A faster CPU (i.e., a faster clock) makes stalls appear more expensive since waiting a fixed amount of time for the memory corresponds to more cycles if the clock is faster (and hence more instructions since the base CPI is the same).

Another performance example.

• Assume
1. I-cache miss rate 3%.
2. D-cache miss rate 5%.
3. 40% of instructions reference data.
4. miss penalty of 50 cycles.
5. Base CPI is 2.
• What is the CPI including the misses?
• How much slower is the machine when misses are taken into account?
• Redo the above if the I-miss penalty is reduced to 10 (D-miss still 50)
• With I-miss penalty back to 50, what is performance if CPU (and the caches) are 100 times faster

Remark: Larger caches have longer hit times.

### Reducing Cache Misses by More Flexible Placement of Blocks

#### Improvement: Associative Caches

Consider the following sad story. Jane has a cache that holds 1000 blocks and has a program that only references 4 (memory) blocks, namely 23, 1023, 123023, and 7023. In fact the references occur in order: 23, 1023, 123023, 7023, 23, 1023, 123023, 7023, 23, 1023, 123023, 7023, 23, 1023, 123023, 7023, etc. Referencing only 4 blocks and having room for 1000 in her cache, Jane expected an extremely high hit rate for her program. In fact, the hit rate was zero. She was so sad, she gave up her job as webmistress, went to medical school, and is now a brain surgeon at the mayo clinic in rochester MN.

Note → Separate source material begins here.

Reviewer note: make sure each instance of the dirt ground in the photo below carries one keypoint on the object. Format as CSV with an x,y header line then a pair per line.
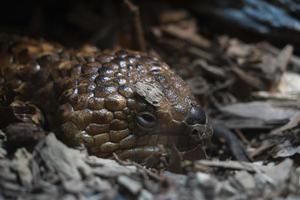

So far We have studied only direct mapped caches, i.e. those for which the location in the cache is determined by the address. Since there is only one possible location in the cache for any block, to check for a hit we compare one tag with the HOBs of the addr.

The other extreme is fully associative.

• A memory block can be placed in any cache block.
• Since any memory block can be in any cache block, the cache index where the memory block is stored tells us nothing about which memory block is stored there. Hence the tag must be the entire address. Moreover, we don't know which cache block to check so we must check all cache blocks to see if we have a hit.
• The larger tag is a problem.
• The search is a disaster.
• It could be done sequentially (one cache block at a time), but this is much too slow.
• We could have a comparator with each tag and mux all the blocks to select the one that matches.
• This is too big due to both the many comparators and the humongous mux.
• However, it is exactly what is done when implementing translation lookaside buffers (TLBs), which are used with demand paging.
• Are the TLB designers magicians?
Ans: No. TLBs are small.
• An alternative is to have a table with one entry per memory block telling if the memory block is in the cache and if so giving the cache block number. This is too big and too slow for caches but is exactly what is used for virtual memory (demand paging) where the memory blocks here correspond to pages on disk and the table is called the page table.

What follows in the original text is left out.